I loved the video, except the ending. Getting "a shelter mutt" is not an easy solution that gives you 100 % healthy dog without any problems at all. Shelters are great, don't get me wrong, but I still prefer a nice puppy from small kennel (maybe only 2 - 3 dogs) who lives as a part of the family. It is already knows what it is to live in a house with people, you get to know your puppy's mom and you can ask to see parents healthy records. Just choose a breed that looks like a normal dog, not an anomaly.
We adopted our Siberian husky x Australian shepherd x German shepherd mix at the age of 8 weeks from a rescue group last year. In contrast to shelters, rescues are operated by volunteers out of their homes. We later fostered an adult dog for the same group (he got adopted after a month). This is a great alternative to shelters, because the dogs live in a home setting, being social with people and other dogs. It's much easier on them. And yes, good comment about choosing a normal dog, too.
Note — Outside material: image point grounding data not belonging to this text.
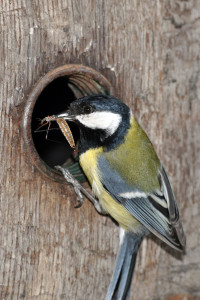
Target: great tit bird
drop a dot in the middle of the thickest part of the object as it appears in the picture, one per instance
(128, 180)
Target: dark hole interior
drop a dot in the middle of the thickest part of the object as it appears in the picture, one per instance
(52, 146)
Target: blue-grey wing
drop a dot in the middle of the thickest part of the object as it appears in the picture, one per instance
(157, 210)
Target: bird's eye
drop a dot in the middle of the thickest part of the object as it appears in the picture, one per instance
(88, 109)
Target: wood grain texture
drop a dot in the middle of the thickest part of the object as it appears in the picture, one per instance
(150, 51)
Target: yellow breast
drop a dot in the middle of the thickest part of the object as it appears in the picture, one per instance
(88, 162)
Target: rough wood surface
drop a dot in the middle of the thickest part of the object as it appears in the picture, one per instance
(150, 51)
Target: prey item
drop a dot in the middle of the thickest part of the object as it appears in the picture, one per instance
(64, 127)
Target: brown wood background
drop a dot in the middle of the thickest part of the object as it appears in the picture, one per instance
(150, 51)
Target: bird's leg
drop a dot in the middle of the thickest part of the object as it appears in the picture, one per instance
(79, 190)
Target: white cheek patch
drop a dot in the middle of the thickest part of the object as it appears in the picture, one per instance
(104, 120)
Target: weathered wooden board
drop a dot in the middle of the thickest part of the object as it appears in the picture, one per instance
(150, 51)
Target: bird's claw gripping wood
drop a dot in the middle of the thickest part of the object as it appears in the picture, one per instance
(79, 190)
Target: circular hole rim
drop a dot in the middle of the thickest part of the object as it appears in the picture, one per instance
(66, 70)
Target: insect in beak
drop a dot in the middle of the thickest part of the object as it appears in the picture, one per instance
(64, 127)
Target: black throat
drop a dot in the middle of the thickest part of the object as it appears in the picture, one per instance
(90, 138)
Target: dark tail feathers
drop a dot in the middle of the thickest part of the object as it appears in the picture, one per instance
(120, 284)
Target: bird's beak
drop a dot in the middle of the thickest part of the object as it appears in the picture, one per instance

In the UK at least Rescue and Shelter are interchangeable and most 'Rescues' do not house dogs in private homes. My own breed rescue happens to use a boarding kennels, and occasionally Foster Homes if space is unavailable, or work with the relinquishing owner, so dogs may go straight from old to new home. Most general rescues are kennels. I'd agree that often with less fashionable and exploited breeds 'Breed Rescues' or small scale groups, may be less of a shot in the dark and more may be known of the dogs background, including Genetics.
How much can one expect the officers of the KC to know about mixed breed dogs? Perhaps they should restrict their statements to a subject they have more experience with - purebred dogs.